ECLI:NL:RBDHA:2018:13038

Rechtbank Den Haag

Datum uitspraak
30 oktober 2018
Publicatiedatum
1 november 2018
Zaaknummer
NL17.2734
Instantie
Rechtbank Den Haag
Type
Uitspraak
Procedures
  • Eerste aanleg - enkelvoudig
Rechters
  • T. Sleeswijk Visser-de Boer
Vindplaatsen
  • Rechtspraak.nl
AI samenvatting door LexboostAutomatisch gegenereerd

Afwijzing asielaanvraag van een Afghaanse Hazara met medische problematiek

In deze zaak heeft de Rechtbank Den Haag op 30 oktober 2018 uitspraak gedaan in het beroep van een Afghaanse eiser tegen de afwijzing van zijn aanvraag voor een verblijfsvergunning asiel.

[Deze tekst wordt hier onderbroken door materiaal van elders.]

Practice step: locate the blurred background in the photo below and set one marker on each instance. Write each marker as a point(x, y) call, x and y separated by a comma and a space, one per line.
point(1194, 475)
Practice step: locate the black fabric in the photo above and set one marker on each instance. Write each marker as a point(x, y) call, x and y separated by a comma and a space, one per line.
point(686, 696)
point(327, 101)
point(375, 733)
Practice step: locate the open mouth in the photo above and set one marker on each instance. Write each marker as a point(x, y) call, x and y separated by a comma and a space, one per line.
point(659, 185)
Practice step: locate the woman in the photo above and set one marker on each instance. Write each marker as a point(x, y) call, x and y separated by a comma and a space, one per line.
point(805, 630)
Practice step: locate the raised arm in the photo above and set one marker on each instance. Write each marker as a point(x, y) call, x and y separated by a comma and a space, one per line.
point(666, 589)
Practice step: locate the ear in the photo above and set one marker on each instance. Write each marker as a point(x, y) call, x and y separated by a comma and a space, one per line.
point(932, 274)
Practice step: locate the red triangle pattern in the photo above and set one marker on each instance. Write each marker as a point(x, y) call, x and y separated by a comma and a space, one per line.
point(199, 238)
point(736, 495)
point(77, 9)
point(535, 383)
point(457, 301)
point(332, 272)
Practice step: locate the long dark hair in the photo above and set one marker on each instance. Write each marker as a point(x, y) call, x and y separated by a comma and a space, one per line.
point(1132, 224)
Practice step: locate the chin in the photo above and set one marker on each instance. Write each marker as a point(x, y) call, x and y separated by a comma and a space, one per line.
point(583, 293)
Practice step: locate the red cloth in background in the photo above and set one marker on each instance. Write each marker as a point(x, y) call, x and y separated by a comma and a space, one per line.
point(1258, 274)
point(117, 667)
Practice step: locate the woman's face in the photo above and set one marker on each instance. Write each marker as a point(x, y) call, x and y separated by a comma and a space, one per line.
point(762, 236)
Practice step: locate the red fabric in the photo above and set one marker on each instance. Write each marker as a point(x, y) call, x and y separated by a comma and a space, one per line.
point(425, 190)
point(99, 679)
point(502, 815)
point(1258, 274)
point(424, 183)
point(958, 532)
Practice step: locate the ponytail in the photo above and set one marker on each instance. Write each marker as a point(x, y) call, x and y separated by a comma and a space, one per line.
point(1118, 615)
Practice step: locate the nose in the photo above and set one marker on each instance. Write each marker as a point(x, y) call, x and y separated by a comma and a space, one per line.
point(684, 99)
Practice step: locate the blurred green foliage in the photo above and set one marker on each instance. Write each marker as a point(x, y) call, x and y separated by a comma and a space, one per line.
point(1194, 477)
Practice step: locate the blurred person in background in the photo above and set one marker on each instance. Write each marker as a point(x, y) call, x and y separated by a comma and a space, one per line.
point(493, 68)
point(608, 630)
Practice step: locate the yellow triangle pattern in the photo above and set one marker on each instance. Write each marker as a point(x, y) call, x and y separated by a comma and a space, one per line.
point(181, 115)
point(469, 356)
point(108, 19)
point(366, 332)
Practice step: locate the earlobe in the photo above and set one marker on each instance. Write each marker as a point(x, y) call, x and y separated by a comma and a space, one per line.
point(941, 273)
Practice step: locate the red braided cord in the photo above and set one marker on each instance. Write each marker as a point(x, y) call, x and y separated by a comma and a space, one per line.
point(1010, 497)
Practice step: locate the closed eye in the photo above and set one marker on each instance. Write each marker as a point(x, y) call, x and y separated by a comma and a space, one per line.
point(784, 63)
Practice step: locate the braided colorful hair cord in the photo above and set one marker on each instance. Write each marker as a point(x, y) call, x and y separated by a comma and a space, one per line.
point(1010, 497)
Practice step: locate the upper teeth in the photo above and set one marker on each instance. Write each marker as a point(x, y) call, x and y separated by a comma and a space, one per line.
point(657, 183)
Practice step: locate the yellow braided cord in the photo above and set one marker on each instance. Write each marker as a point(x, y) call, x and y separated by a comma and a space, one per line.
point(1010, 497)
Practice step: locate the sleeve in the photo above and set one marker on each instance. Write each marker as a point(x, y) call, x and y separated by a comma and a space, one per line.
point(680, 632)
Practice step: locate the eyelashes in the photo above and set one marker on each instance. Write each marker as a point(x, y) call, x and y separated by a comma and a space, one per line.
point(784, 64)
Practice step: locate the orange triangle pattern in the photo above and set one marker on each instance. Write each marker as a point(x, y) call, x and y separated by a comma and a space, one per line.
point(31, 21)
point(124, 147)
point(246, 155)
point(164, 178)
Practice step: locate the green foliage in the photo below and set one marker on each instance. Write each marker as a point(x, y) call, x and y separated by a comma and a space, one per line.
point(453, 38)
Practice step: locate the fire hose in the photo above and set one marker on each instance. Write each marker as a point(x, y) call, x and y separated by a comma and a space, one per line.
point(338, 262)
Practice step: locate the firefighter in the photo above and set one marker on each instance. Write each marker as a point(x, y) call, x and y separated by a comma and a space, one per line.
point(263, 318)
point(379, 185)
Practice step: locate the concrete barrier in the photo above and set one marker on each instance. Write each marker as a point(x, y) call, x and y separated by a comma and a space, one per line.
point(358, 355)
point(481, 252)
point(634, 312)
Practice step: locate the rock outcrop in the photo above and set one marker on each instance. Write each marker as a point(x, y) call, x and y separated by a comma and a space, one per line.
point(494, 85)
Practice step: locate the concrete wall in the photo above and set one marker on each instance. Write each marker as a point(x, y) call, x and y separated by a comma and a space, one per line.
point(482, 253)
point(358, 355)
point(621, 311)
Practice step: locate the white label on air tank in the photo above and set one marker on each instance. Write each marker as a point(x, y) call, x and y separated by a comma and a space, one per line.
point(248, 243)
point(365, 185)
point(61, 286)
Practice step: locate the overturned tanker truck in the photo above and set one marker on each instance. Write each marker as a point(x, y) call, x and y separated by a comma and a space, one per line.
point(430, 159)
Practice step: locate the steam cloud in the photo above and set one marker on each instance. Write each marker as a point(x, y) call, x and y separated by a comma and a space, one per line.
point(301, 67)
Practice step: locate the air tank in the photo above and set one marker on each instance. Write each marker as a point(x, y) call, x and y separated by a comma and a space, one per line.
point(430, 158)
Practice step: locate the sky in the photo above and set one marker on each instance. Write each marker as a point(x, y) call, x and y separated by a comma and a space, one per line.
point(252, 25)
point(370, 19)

De eiser, geboren in Iran en van Afghaanse nationaliteit, heeft zijn aanvraag ingediend op basis van de vrees voor vervolging in Afghanistan vanwege zijn etniciteit als Hazara. De staatssecretaris van Justitie en Veiligheid heeft de aanvraag afgewezen, stellende dat de eiser niet aannemelijk heeft gemaakt dat hij in Afghanistan een reëel risico loopt op ernstige schade. De rechtbank heeft het beroep ongegrond verklaard, waarbij zij oordeelde dat de situatie in Afghanistan, met name in de provincie Ghazni, niet zodanig is dat de eiser als kwetsbare minderheidsgroep kan worden aangemerkt. De rechtbank heeft ook de medische problematiek van de eiser in overweging genomen, maar oordeelde dat er geen medische noodsituatie op korte termijn is en dat de eiser in staat is te reizen. De rechtbank heeft de argumenten van de eiser, waaronder de verslechterde veiligheidssituatie in Afghanistan en zijn kwetsbaarheid door zijn leeftijd en psychische problemen, niet overtuigend geacht. De rechtbank concludeert dat de staatssecretaris terecht heeft geoordeeld dat de aanvraag van de eiser ongegrond is.

Uitspraak

RECHTBANK DEN HAAG

Bestuursrecht
zaaknummer: NL17.2734

uitspraak van de enkelvoudige kamer van 30 oktober 2018 in de zaak tussen

[eiser] , eiser, V-nummer [V-nummer]

(gemachtigde: mr. M.E. Muller),
en

de staatssecretaris van Justitie en Veiligheid, verweerder

(gemachtigde: mr. Ch. R. Vink).

ProcesverloopBij besluit van 11 mei 2017 (het bestreden besluit) heeft verweerder de aanvraag van eiser tot het verlenen van een verblijfsvergunning asiel voor bepaalde tijd als bedoeld in artikel 28 van de Vreemdelingenwet 2000 (Vw 2000) afgewezen als ongegrond.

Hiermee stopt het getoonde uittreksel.